LP is an uncommon variant of LE and may occur isolated or with a discoid or systemic LE [6]. Typically, LP occurs in females with chronic-relapsing painful subcutaneous nodules and plaques, covered by erythematous patches or discoid LE lesions. They usually heal with evidence of lipoatrophy and depressed scars. Unlike other panniculitides, nodules are usually localized on the upper arms, shoulders, buttocks, and face (Fig. 3a). Histologically, a lobular “cytophagic” panniculitis is frequently associated to epidermal and dermal features of LE, such as epidermal atrophy, vacuolar interface changes, a thickened basement membrane, dermal mucin deposition, and superficial and deep perivascular lymphocytic inflammation (Fig. 3b, c) [7]. The presence of lymphoid follicles, with a germinal center between the collagen bundles and into the septae, is highly characteristic of LP. The infiltrate is usually mixed, including cytotoxic CD8+ α/β T cells (Fig. 3d), but they are not predominant as in SPTL. Immunofluorescence analysis shows a linear deposition of immunoglobulin M and complement-3 on the dermo-epidermal junction. Serum antinuclear antibodies are commonly positive but few patients show lupus-specific positive serology. The rearrangement of the TCR gene is usually polyclonal, but it can also be monoclonal [3, 8].

Fig. 3

Lupus panniculitis. a A subcutaneous plaque on the left cheek. b A lymphoid follicle in the subcutaneous fat. c Atypical lymphocytes which tend to be localized around adipocytes forming only a partial “rimming” images. d The atypical lymphocytes around adipocytes are CD8 positive.

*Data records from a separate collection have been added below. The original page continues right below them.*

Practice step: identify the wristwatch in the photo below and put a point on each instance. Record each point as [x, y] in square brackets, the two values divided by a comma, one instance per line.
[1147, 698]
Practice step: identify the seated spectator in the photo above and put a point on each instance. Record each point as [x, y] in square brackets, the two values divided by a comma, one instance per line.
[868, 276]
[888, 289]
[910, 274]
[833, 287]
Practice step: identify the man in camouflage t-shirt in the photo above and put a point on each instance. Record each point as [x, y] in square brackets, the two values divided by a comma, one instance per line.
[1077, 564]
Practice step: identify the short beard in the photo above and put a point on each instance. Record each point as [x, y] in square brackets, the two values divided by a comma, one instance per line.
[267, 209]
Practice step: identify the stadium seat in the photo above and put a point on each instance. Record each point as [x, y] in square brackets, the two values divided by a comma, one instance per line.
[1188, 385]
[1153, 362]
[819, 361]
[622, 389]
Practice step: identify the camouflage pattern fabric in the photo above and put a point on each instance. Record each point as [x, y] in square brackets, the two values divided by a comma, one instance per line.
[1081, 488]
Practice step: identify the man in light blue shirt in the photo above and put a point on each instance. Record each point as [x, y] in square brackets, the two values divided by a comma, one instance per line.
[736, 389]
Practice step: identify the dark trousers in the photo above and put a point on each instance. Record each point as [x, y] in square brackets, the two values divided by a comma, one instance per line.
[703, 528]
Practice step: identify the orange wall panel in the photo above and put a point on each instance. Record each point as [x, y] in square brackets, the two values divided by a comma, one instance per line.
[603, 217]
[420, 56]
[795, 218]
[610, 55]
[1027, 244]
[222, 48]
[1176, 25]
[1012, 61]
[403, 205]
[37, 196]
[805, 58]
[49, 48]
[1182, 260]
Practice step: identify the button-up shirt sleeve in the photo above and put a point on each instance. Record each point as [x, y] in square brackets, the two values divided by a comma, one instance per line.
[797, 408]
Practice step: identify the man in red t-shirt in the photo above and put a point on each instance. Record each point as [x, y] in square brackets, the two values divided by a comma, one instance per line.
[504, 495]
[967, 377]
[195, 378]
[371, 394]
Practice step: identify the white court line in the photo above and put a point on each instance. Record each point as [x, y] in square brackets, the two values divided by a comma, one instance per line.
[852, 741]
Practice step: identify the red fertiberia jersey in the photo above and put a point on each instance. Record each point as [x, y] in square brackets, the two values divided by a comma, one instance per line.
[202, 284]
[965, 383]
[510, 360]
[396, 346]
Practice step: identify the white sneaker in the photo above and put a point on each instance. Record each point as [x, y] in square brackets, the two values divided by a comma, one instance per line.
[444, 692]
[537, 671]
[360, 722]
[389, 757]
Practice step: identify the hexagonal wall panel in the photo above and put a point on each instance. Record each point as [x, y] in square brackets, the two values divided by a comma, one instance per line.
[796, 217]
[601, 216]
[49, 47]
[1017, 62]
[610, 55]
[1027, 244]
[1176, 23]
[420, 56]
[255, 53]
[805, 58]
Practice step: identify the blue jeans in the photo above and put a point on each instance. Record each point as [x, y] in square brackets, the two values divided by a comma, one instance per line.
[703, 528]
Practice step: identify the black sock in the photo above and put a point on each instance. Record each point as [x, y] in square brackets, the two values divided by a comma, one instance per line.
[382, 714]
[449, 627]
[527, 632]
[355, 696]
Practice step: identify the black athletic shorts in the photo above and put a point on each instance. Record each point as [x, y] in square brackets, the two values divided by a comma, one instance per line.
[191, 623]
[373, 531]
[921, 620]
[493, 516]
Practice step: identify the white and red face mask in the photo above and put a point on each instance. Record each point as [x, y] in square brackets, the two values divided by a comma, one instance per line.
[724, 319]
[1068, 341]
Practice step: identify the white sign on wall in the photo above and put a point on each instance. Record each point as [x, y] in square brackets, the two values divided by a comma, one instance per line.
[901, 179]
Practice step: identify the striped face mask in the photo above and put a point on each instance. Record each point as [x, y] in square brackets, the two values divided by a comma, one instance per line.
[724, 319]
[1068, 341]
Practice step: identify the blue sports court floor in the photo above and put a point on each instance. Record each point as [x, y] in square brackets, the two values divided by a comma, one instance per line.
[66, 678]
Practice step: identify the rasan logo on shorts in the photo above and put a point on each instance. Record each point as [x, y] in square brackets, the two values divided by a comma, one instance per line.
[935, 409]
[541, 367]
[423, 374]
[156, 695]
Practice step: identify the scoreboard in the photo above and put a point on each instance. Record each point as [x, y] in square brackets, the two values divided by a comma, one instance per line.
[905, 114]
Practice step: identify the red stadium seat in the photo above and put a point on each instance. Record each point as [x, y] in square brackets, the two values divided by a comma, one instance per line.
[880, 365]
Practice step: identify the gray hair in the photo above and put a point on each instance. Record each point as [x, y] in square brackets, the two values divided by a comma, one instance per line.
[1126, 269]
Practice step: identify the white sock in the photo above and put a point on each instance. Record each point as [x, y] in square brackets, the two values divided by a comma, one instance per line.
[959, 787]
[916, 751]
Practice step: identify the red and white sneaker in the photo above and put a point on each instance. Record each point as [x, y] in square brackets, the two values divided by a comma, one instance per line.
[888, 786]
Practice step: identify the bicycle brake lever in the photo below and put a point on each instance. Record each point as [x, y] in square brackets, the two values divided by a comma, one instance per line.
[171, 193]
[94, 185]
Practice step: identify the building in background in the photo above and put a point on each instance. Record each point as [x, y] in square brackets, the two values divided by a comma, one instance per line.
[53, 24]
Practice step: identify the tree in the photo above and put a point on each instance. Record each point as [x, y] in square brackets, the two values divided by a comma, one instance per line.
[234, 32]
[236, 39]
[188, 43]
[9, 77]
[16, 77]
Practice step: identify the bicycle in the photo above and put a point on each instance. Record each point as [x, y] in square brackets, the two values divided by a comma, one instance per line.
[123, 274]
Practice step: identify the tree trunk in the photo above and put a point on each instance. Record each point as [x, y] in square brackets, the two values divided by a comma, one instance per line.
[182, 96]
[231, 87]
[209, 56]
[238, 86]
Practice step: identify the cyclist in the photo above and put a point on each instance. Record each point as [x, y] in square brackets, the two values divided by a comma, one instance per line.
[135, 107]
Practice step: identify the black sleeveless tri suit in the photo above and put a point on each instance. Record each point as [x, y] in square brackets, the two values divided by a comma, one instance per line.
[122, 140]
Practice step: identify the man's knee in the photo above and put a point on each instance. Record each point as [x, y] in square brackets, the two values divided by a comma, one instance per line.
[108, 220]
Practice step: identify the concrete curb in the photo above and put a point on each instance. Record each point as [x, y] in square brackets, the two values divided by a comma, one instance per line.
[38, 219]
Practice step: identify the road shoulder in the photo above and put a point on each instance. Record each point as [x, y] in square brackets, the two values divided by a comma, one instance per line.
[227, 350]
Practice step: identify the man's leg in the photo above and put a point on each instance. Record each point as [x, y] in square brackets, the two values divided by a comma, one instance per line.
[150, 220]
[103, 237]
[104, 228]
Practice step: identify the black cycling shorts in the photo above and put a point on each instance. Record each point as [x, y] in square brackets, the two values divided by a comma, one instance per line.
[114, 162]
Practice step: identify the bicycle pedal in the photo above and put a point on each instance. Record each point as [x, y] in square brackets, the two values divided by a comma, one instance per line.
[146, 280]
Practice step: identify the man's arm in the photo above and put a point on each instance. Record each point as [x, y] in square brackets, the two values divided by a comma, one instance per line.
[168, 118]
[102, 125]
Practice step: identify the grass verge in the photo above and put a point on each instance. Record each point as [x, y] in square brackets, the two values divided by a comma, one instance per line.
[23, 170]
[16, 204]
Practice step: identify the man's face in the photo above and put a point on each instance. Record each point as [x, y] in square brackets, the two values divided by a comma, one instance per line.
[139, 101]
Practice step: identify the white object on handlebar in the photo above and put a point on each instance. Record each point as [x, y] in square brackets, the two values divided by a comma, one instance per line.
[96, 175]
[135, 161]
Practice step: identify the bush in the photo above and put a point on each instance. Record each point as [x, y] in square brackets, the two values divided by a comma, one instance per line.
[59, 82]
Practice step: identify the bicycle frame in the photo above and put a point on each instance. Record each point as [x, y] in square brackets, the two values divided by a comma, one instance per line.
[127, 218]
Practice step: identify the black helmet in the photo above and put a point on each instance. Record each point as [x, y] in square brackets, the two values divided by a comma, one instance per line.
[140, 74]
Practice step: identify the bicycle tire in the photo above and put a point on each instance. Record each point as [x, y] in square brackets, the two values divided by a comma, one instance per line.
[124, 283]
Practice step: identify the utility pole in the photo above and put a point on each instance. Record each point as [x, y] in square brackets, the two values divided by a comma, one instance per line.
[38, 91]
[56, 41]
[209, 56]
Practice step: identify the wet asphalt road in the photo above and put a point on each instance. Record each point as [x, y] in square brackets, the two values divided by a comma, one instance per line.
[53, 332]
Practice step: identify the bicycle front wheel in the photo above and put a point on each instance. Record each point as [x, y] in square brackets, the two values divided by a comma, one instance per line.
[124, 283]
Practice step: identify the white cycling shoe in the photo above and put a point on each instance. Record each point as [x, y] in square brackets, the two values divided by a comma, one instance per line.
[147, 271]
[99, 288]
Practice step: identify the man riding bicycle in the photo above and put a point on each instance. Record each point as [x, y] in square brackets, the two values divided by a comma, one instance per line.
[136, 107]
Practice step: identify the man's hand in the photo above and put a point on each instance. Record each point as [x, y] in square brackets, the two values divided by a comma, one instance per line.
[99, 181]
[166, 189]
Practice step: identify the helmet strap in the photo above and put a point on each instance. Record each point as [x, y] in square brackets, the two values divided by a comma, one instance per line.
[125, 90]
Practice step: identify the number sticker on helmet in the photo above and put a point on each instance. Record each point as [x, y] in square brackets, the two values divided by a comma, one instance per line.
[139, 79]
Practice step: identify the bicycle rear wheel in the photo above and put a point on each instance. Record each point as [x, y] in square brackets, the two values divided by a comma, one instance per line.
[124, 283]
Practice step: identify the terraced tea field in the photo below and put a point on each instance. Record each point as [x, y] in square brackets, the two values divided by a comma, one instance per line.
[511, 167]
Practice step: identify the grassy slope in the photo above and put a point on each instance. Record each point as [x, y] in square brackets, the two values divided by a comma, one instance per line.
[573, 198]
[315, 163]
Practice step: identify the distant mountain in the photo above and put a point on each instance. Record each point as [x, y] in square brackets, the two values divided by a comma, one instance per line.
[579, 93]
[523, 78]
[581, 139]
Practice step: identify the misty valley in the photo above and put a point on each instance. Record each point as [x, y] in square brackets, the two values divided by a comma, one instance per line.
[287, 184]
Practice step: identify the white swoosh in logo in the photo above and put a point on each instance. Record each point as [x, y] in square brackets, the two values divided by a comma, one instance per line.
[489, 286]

In conclusion, it is important to define whether a lymphocytic lobular panniculitis is a benign reactive or a lymphoproliferative process, but this is frequently not easy. The presence of clinical and histological features of a systemic disease, integrated in immunohistochemical and molecular data, is helpful for reaching a diagnosis.

Disclosure Statement

The authors have no conflict of interest to declare.